The biopsy showed adenocarcinoma -- problem is both non-small cell lung cancer and breast cancer are adenocarcinomas -- and a differential diagnosis could not be made based on the chemistries. A gross microscopic comparison with my original breast cancer slides favored a diagnosis of bc and the tumor was ER- and Her2+ like my original bc. However, even when the nodule was removed the surgical report still mentioned "favoring" a bc diagnosis.
A six-month Pet/Ct showed NED, but a one-year follow-up on April 15 showed another nodule right in the area of the wedge resection. Nothing else lit up.
The surgeon wants to get my original bc slides and lung nodule slides and have them examined in Sloan's lab.
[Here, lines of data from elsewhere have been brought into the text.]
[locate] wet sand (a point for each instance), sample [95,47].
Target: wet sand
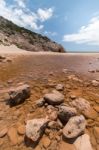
[43,71]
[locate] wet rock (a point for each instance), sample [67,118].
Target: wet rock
[90,114]
[54,98]
[35,128]
[96,133]
[19,94]
[12,135]
[54,125]
[59,87]
[40,102]
[83,143]
[21,129]
[81,104]
[3,132]
[66,146]
[65,113]
[75,127]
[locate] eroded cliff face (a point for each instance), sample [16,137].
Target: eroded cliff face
[26,39]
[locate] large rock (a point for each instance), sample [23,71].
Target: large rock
[19,94]
[35,128]
[84,107]
[54,98]
[75,126]
[81,104]
[65,113]
[83,143]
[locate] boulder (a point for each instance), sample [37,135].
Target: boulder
[40,102]
[83,143]
[65,113]
[35,128]
[54,98]
[81,104]
[75,127]
[13,137]
[19,94]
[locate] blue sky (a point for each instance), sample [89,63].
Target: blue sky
[72,23]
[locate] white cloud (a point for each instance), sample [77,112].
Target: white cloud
[21,3]
[87,34]
[21,15]
[45,14]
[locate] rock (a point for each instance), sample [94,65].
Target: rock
[3,132]
[54,125]
[13,137]
[21,130]
[59,87]
[96,133]
[83,143]
[65,113]
[75,127]
[95,83]
[19,94]
[90,114]
[54,98]
[46,142]
[35,128]
[81,104]
[40,102]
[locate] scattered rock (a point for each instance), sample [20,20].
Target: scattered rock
[40,102]
[19,94]
[90,114]
[3,132]
[21,130]
[95,83]
[13,137]
[54,98]
[46,142]
[54,125]
[65,113]
[75,127]
[81,104]
[35,128]
[83,143]
[59,87]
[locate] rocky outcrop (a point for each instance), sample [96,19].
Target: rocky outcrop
[35,128]
[25,39]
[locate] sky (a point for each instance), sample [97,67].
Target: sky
[72,23]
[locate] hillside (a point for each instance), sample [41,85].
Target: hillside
[25,39]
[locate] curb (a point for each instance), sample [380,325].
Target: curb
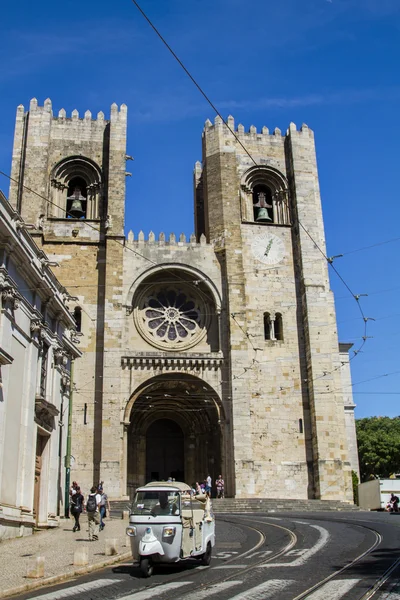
[33,585]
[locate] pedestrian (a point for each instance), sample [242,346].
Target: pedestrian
[77,501]
[394,503]
[220,485]
[93,511]
[104,507]
[208,485]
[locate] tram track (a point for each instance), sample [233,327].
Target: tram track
[372,591]
[242,571]
[305,557]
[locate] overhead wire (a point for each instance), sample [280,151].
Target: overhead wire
[329,260]
[247,334]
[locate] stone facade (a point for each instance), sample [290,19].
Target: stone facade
[37,345]
[218,353]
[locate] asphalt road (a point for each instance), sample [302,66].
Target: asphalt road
[327,556]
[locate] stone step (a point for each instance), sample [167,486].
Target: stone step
[232,505]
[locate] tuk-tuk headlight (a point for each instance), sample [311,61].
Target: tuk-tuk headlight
[169,531]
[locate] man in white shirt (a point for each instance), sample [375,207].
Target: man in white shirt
[93,511]
[208,485]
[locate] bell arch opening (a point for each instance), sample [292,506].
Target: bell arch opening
[76,189]
[175,430]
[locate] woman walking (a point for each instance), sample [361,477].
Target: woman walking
[77,501]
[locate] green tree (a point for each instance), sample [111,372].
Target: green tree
[378,441]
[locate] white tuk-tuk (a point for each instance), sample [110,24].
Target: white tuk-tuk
[168,523]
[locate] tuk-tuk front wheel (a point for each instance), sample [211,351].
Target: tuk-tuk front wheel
[147,567]
[206,557]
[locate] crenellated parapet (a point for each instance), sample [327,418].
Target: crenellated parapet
[220,128]
[172,240]
[60,154]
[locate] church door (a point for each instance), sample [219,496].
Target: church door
[164,451]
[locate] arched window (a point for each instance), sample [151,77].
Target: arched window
[278,327]
[78,317]
[265,196]
[76,189]
[262,204]
[273,327]
[76,199]
[267,326]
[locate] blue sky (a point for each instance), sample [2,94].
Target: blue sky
[333,64]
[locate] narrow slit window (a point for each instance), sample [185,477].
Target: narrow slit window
[267,326]
[78,317]
[278,327]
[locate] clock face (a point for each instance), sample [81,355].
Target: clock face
[268,248]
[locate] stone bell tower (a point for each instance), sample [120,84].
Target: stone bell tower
[257,200]
[69,185]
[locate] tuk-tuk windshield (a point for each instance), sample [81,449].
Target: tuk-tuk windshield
[156,503]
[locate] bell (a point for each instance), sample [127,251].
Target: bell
[263,215]
[76,209]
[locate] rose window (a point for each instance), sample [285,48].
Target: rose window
[171,318]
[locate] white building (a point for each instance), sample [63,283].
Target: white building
[37,345]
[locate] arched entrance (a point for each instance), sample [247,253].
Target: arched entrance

In the meantime I'll meet with an oncologist there, who I'd met with before when I had early stage bc and again last year when the first lung nodule was discovered, and then the two of them will discuss the case and the surgeon will let me know.
She said the scans look like classic local recurrence of lung cancer removed by a wedge resection because the patient couldn't withstand a lobectomy -- which is the standard treatment for lung cancer, as opposed to a wedge resection which is the standard treatment for lung mets. The surgeon also said that it's been a year and there are no other mets either in the lung or anywhere else. I've been on Herceptin but came off of it for three months in the fall because of a drop in my LVEF. My sense is that it's not all that uncommon for mets to hold steady or for a bc patient whose had mets to be NED for a while and I think since she's a thoracic surgeon, there's a bias there (that she can't help).
Afterward when I was absorbing all this information which I wasn't expecting, I googled it ("local recurrence" lung cancer margin), and it turns out that it's rather common in both stage 1 lung cancer and mets removed by wedge resection to get a local recurrence even if the margins are clean, and mine were clean. And one of the articles also said that the probability of a local recurrence raises when the margin is less than 1 cm as opposed to being greater than 1 cm, and my margin was 6 mm.
As for the RFA and SBRT, I would be a candidate for both of those procedures, meaning that there are not obstructions in the area of the nodule, etc.
I was hoping to have had this settled after my appointment but I guess that's not in the cards.
I really am bothered by all this uncertainty, which is how I felt last year.